Destaco do livro de Petrini a apologia que o papa faz do humor. Petrini lembra uma citação da entrevista do papa ao sociólogo francês Dominique Wolton (Um Futuro de Fé, Planeta, 2019) na qual ele afirma que ”o sentido de humor é aquele que, no plano humano, mais se aproxima… “ O papa, com boa memória, logo completa: “... da graça. Na minha opinião, ele está quase na fronteira da graça divina. Para mim é o estado mais elevado da pessoa, no limiar de Deus. Somente uma pessoa que alcançou um determinado nível pode ter sentido de humor”. Achei muita piada a esta relação entra a graça divina e a graça das anedotas.

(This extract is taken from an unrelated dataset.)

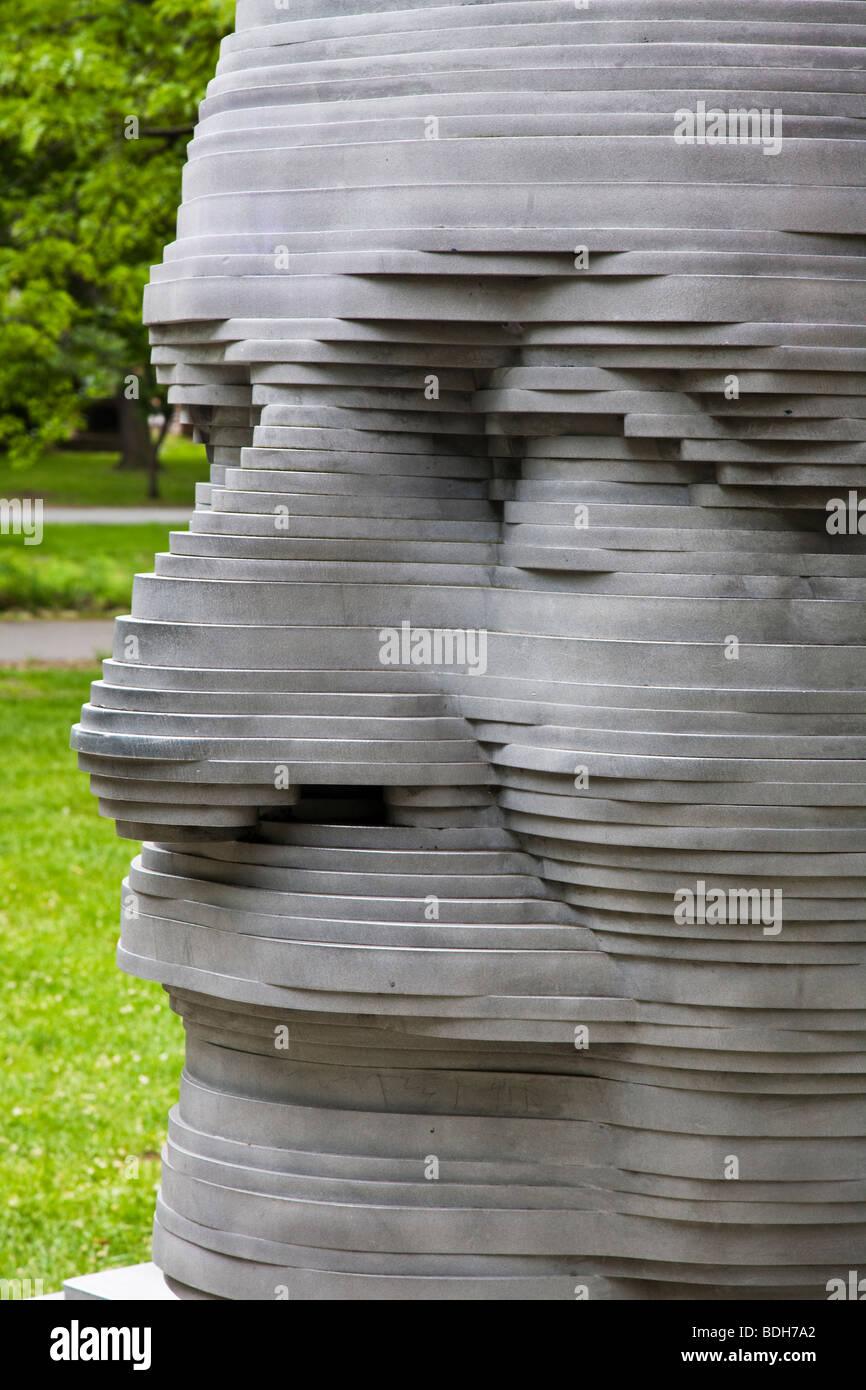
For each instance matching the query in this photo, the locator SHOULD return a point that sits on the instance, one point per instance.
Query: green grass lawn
(91, 1057)
(78, 570)
(77, 480)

O papa tem um notável sentido de humor. Por exemplo, pronunciando-se sobre a cosmética, diz: “Recordo-me do escândalo que foi a [Anna] Magnani com o episódio das rugas. Quando lhe perguntaram se ela não pretendia eliminar as suas rugas recorrendo à cirurgia plástica, ela respondeu: ‘De modo algum, levei uma vida inteira para as ter!’ É o exemplo de uma pessoa que tinha percebido profundamente a relação com a natureza, compreendia a beleza da natureza. Natureza esta que é integral, da qual nós constituímos parte integrante, inseparável.”

Petrini também tem sentido de humor. Conta uma história engraçada recordando o seu avô ferroviário, fundador do partido comunista local: “Quando, em 1948, os comunistas foram excomungados, ele já tinha morrido, mas a minha avó foi confessar-se. ‘Em quem vota?’, perguntou-lhe o padre. E ela respondeu que votava comunista, como o seu pobre marido. O padre disse-lhe que não podia dar-lhe a absolvição. Ao que a minha avó, depois de pensar um pouco, lhe retorquiu: ‘Guarde-a então para si!’ “. Responde o papa Francisco: “Sabedoria, era sabedoria!” E acrescenta: “Foi um modo muito delicado de o mandar passear!” Riem os dois e nós rimo-nos com eles.